Le film nous entraîne à la fois à l’époque des plantations esclavagistes et en 2020. Au 19e siècle, on fait la rencontre d’Eden. Celle-ci est forcée de travailler dans les champs et de servir les militaires confédérés. Alors que certains esclaves entretiennent l’idée d’une révolte, Eden hésite entre se joindre à eux ou obéir aveuglément à ses bourreaux pour protéger sa vie. À l’époque contemporaine, on suit le personnage de Veronica qui est une sociologue et auteure apparaissant souvent dans les médias. Lors d’une soirée avec ses amies, elle sera confrontée aux membres d’un culte mystérieux.
C’est la mégastar musicale Janelle Monáe qui endosse le double rôle de Veronica et d’Eden. Antebellum réfléchit à l’impact du passé sur le présent en alternant entre ses deux temporalités, dont certains éléments se répondent. Au 19e siècle, les sudistes s’expriment comme les actuels fervents de l’alt-right. Dans le présent, une série de moments fugaces nous renvoient au passé pas si lointain dont a émergé la communauté afro-américaine… ou l’a-t-elle vraiment fait?

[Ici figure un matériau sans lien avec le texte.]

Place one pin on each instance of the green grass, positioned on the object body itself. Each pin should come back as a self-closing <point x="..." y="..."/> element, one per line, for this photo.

Ce high concept est à double tranchant puisque la partie se déroulant dans les plantations peine à investir le spectateur dans ses personnages et se limite à recréer les violences routinières de la période esclavagiste. On se demande à quoi rime cette entrée en matière et son esthétique un peu trop léchée. Le scénario se garde bien de nous le dire, puisqu’il mise sur une série de revirements.
Lorsque l’intrigue visite le présent, elle dépeint une tapisserie de micro-agressions que subissent les femmes racisées au quotidien. Les personnages mis de l’avant durant cet acte du film sont beaucoup plus intéressants, notamment Gabourey Sidibe (American Horror Story) dans un rôle aussi drôle que tête forte. En opposant passé et présent, Antebellum cherche à tirer une conclusion semblable à celle de Get Out sur la survivance du racisme en Occident dans des formes plus insidieuses qu’auparavant. Le récit peine toutefois à extraire beaucoup de substance de cette mise en parallèle, à l’inverse de Kindred d’Octavia Butler dont l’intrigue magistrale faisait le voyage entre les deux mêmes époques.

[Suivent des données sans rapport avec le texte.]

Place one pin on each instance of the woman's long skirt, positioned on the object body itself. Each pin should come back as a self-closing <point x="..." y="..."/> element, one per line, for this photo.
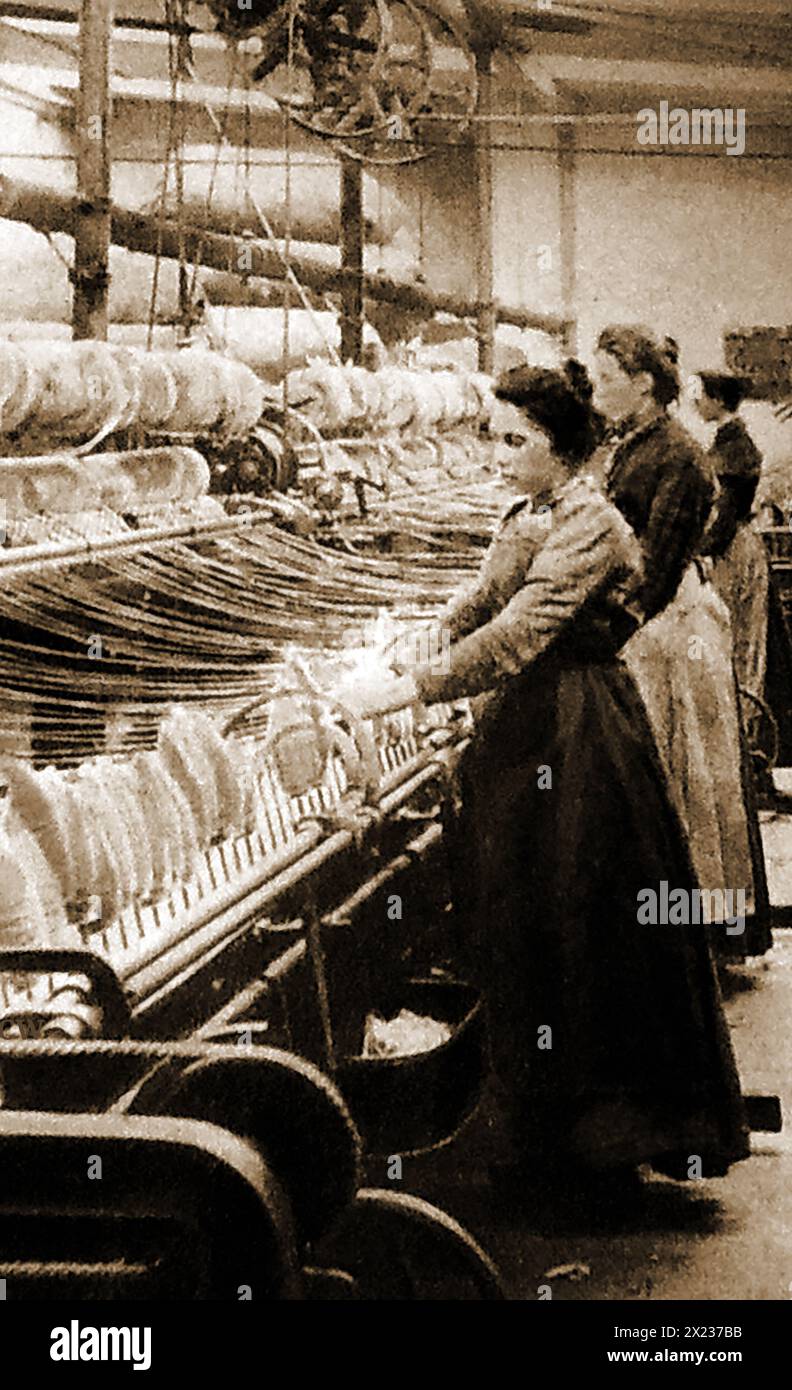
<point x="607" y="1030"/>
<point x="682" y="666"/>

Antebellum veut représenter ce racisme insaisissable que plusieurs nient perpétuer à l’époque de Black Lives Matter, mais pour y parvenir, le film martèle son point avec une imagerie lourde dont il ne parvient pas à assumer le poids historique. Et contrairement à Get Out qui imageait le racisme ordinaire des libéraux bien-pensants, Antebellum nous sert en guise d’antagonistes des caricatures racistes auxquelles personne ne s’identifie. On a l’impression que le film répète très leeentement la métaphore centrale du film de Peele afin de s’assurer que tous ses spectateurs la saisissent bien. La finale, qui semble incroyablement satisfaite d’elle-même, finit d’enfoncer le long-métrage dans son univers manichéen.

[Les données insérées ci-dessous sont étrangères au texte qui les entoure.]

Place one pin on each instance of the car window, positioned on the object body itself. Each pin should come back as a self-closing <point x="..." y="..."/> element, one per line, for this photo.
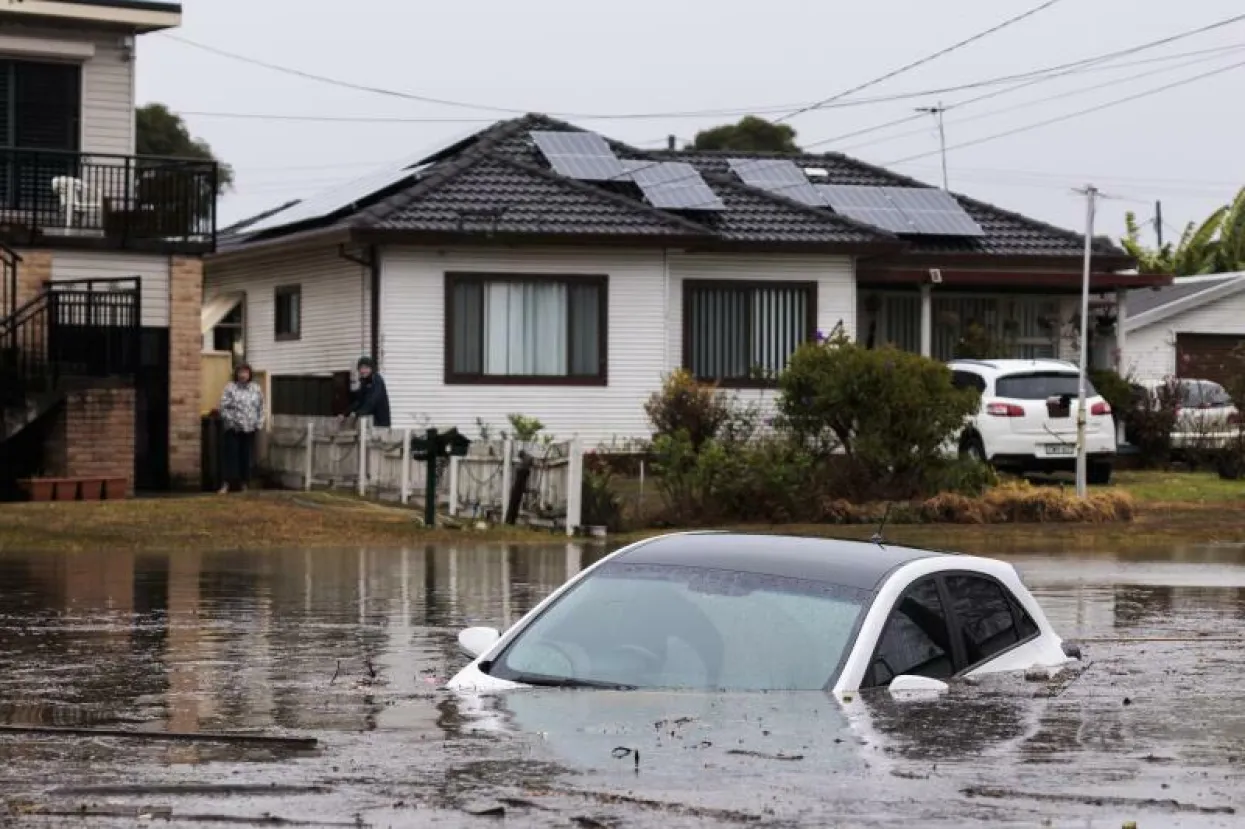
<point x="915" y="639"/>
<point x="967" y="380"/>
<point x="1203" y="393"/>
<point x="1040" y="385"/>
<point x="664" y="626"/>
<point x="985" y="616"/>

Une fois que l’on accepte qu’on se trouve devant un épisode maladroit de Twilight Zone, on peut apprécier certaines qualités indéniables de la production. Un casting convaincant, quelques scènes de violence cathartiques et un humour qui fait mouche. Le film propose surtout une photographie spectaculaire, conçue en employant les lentilles ayant servi à filmer le classique raciste Gone with the Wind. Les cinéastes Gerard Bush et Christopher Renz, aussi scénaristes du film, tirent de leur expertise du court-métrage musical des moments de mise en scène très créatifs.
Suis-je la meilleure personne pour juger de la pertinence d’une histoire où une femme racisée apprend à faire entendre sa voix? Définitivement pas. Mais selon moi, Antebellum fait tache à travers une vague récente d’excellents films abordant des thèmes semblables aux siens.